ESCLUSIVA TLP - Novara, Tozzo: "Vi svelo i motivi del nostro avvio di campionato negativo. Ecco l'avversaria e l'attaccante più forte. La parata più difficile..."
A Novara ha trovato l'habitat naturale per imporsi da titolare dopo l'annata in panchina vissuta a Latina. Andrea Tozzo si è messo in luce con i piemontesi, ritrovando quella maglia da numero uno assaggiata nei professionisti già ai tempi del Portogruaro. Il classe '92 di proprietà della Sampdoria si è raccontato in esclusiva a TuttoLegaPro.com.
La classifica è cortissima e dopo una lunga rimonta siete ad appena tre lunghezze dalla cima della graduatoria.

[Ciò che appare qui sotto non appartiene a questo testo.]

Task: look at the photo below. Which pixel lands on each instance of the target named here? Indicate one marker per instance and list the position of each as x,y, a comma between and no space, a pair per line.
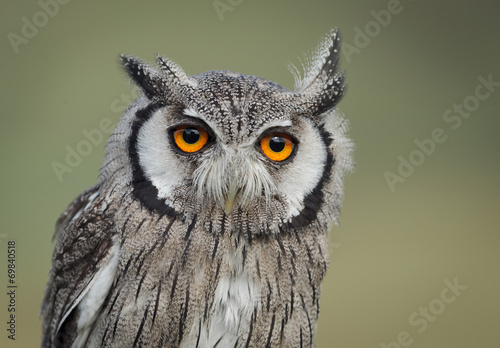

"Dopo un avvio così così nelle prime quattro-cinque gare, ci siamo rimessi in carreggiata. Tralasciando l'episodio di Vicenza, abbiamo sempre vinto ultimamente. Siamo sulla strada giusta per arrivare in alto".
Cosa è mancato settimana scorsa al Menti: avete "snobbato" gli avversari?
"Sapevamo di affrontare una squadra forte. Ti assicuro che non abbiamo preso sottogamba il Real, ma semplicemente abbiamo approcciato male alla sfida. Dopodichè gli episodi non ci sono stati favorevoli e abbiamo perso meritatamente. E' stata una gara sfortunata".
In chiave promozione chi è la rivale da tenere d'occhio?
"Non temiamo nessuno. Abbiamo rispetto di tutti, ma siamo consci di potercela giocare alla pari contro qualunque avversaria".
Chi l'ha colpita sinora?
"L'Alessandria è la squadra che mi ha sorpreso di più. Quando giocammo contro di loro, ci misero in grande difficoltà".
La punta che le ha creato più problemi?
"Dico Rantier dell'Alessandria, è un grande giocatore".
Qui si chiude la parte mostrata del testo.